Nel succedersi dei decenni si notano gli investimenti effettuati, le variazioni di proprietà e l’emergere di nuovi proprietari. La considerazione diacronica snebbia l’ormai vieto pregiudizio che per ideologia pensa solo al capitalismo, perché gli aspetti analizzabili sono più vari in base ai dati dei documenti e vari divengono gli spunti per un’indagine socio economica, ad esempio, da quello quantitativo delle superfici dei terreni a quello cerealicolo e commerciale.

Senza soffermarci sulle metodologie storiografiche che si vanno praticando, sembra utile proporre un lavoro di spoglio dei dati informativi offerti dai fascicoli beneficiali. Sono dati riassumibili e classificabili con un prospetto o griglia. Si procede in ordine cronologico con le seguenti voci disposte a formare altrettante colonne:

-Data o almeno anno

-Superficie in mogiuri, stare, canne

-Prezzo al mogiuro in scudi o fiorini

-Tipo di terreno: arativo, alberato, boschivo, sodivo, incolto, pascolo…..

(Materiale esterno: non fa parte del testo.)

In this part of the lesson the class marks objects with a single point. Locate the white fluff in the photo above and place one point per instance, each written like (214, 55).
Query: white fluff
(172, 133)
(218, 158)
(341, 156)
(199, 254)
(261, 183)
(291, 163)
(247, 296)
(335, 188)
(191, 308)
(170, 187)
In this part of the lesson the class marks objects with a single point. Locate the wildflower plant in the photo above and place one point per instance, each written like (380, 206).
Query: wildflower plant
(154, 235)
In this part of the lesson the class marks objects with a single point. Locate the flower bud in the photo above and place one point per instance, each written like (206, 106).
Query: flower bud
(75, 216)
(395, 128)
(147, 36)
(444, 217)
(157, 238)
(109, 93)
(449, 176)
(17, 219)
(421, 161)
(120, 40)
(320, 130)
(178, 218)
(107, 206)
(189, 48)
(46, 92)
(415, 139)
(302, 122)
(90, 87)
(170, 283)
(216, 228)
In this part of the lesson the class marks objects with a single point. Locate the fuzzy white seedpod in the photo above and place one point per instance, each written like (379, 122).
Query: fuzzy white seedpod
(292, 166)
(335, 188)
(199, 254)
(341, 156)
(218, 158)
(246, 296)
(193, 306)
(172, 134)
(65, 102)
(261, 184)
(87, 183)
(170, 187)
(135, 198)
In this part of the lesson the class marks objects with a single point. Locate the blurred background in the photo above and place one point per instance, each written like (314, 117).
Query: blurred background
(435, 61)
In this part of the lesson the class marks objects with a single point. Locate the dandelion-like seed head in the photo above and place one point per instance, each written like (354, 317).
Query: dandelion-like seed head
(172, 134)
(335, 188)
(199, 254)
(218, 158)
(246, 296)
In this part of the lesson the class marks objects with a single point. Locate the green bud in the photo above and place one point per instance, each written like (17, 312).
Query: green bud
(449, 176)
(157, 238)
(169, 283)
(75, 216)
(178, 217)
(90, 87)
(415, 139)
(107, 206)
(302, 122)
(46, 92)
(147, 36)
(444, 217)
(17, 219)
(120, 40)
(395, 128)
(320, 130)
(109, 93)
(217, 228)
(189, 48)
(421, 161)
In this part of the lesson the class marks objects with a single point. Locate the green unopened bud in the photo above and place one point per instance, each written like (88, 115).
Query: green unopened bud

-Coltivazioni varie: cerealicole, ortofrutticole, arbustive

-Resa- fruttato per unità di superficie oppure per qualità di semina

-Rotazione delle coltivazioni

-Bestiame allevamenti vari

-Ripartizione dei prodotti e delle spese

-Interventi particolari, problemi

-Prezzi

-Guadagni.

La tentazione più facile è quella di correre subito alla statistica che richiede di per sé criteri ben calibrati: Ci si può rendere conto delle tecniche, delle attrezzature, della distribuzione delle colture, della produttività riferita ai vari tipi di terreno, dei canoni, dei salari, dei consumi, della pressione tributaria, delle usanze diffuse tra la popolazione. Ogni documento rivela una situazione particolare.

Molto positivo ed aperto a nuovi orizzonti è l’apporto della documentazione del fondo beneficiale ai fini della topografia storica, quella che considera gli insediamenti e la toponomastica che frequentemente fa conoscere le intitolazioni delle chiese ed i culti variamente diffusi, esattamente nel catasto.

I fogli dell’archivio beneficiale fan conoscere lo stato delle proprietà. Si vengono a scoprire modifiche ed innovazioni a scopo di miglioria, con tanto di perizie testimoniali, di resoconti catastali ed amministrativi. Emergono così le antiche abitudini con le profferite esigenze di mutar la situazione. La dinamica è varia e sempre significativa.

Più in generale lo storiografo trova numerosi ulteriori documenti riguardanti le proprietà ecclesiastiche nello Stato Pontificio, in vari archivi: da quelli più globali a quelli più dettagliati: Archivio Vaticano, Archivio di Stato per il Buon Governo e Archivio Catastale a Roma, Archivio della Curia Legatizia della Marca, archivi comunali, archivi parrocchiali.